Directed by Suda51, the enigmatic brains behind 2005's Killer 7, No More Heroes is every bit as wacky and subversive as his last project. After he wins his very own "beam katana" in an internet auction (a weapon which looks very much like a lightsaber), the game's protagonist Travis Touchdown decides to become a paid assassin, roaming the streets of Santa Destroy to earn money for his video game and porn addiction (well, what else are you going to do with a beam katana?). The game begins with Travis having been inducted into the United Assassins Association, a kind of guild for expert hitmen. His mission: to kill every other assassin in the UAA's top-ten list and become the world's No. 1 rated hitman. It's as far-fetched and as ludicrous as it sounds.
Rather than being a mission-based GTA-driving clone, No More Heroes is actually a fairly straightforward action game, with Travis spending the majority of his time slashing and slicing his way though a variety of stylised enemies on his way to each level's boss, or ranked assassin in the guild. The game's best moments are to be found whist confronting these always interesting super-villains, with each character possessing their own unique and often hilarious quirks and dialogue.
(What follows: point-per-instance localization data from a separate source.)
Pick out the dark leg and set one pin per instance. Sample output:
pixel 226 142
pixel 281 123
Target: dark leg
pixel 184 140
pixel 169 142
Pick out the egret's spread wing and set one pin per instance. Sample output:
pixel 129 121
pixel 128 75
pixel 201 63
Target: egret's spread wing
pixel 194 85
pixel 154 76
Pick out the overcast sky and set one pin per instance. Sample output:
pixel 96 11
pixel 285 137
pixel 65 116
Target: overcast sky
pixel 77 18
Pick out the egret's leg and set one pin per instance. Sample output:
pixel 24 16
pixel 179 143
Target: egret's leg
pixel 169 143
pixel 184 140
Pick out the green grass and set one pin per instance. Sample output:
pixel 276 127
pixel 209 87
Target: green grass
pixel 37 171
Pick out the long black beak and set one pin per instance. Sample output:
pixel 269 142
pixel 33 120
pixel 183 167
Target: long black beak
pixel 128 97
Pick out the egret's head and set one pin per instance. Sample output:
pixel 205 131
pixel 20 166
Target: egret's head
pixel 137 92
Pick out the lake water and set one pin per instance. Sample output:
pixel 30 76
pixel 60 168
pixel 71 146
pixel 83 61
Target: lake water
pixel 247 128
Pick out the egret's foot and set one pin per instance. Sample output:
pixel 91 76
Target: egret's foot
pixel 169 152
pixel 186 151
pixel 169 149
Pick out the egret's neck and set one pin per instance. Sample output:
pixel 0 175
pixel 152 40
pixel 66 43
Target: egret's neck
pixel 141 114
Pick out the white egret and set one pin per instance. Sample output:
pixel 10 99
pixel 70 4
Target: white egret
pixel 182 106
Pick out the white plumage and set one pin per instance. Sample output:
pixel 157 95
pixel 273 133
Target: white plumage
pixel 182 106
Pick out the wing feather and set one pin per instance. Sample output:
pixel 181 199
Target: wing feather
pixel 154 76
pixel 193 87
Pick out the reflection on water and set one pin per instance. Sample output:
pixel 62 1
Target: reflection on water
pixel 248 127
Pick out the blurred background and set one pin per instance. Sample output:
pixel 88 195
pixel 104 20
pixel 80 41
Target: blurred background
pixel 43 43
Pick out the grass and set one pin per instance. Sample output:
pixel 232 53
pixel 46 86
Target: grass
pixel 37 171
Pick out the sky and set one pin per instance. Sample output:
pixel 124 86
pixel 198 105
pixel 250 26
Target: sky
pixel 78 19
The fighting mechanics are satisfying and responsive, with the A button used to swing the beam katana and various "finishing moves" being performed by way of moving the Wii remote quickly in the direction indicated on-screen. Travis can earn new beam katanas over time, and, although the fighting plays similarly no matter which weapon you are equipped with, the action never gets old or repetitive, and decapitating enemies will make you squirm with delight even ten hours into the game. The action is fast and frantic as Travis is pitted against multiple enemies at a time, although the game never becomes overly difficult with smartly-placed save points before each boss and an abundance of life-restoring items scattered throughout each level.
The sections of the game that require the player to drive around the city on Travis's motorcycle can become somewhat tedious, as the city of Santa Destroy isn't the most well-realised or involving sandbox-like environment you'll ever see, although you get the impression that the almost tacked-on feel of the city has been in part intentional, in a wry Japanese jab at the preponderance of open-world games made in America. Whilst this is amusing at first, the game makes you drive around this barren city a little too often, as you earn cash between missions to pay for a "registration fee" necessary to take on each new ranked assassin. Whilst the city offers various distractions that you can involve yourself with, such as digging with your katana for cash and opening dumpsters to find new clothes, they aren't enough to warrant the time spent engaged with such tasks.
No More Heroes is a unique action game that injects a much-needed dose of surreal, adult-oriented insanity to the Wii. The game should take roughly 12-15 hours to complete, depending on whether you involve yourself with the activities outside of the main missions. No More Heroes has its ups and downs, with some sections beginning to grate after a while, but the addictive and visceral fighting and genuinely amusing dialogue nevertheless make this a game that is highly recommended.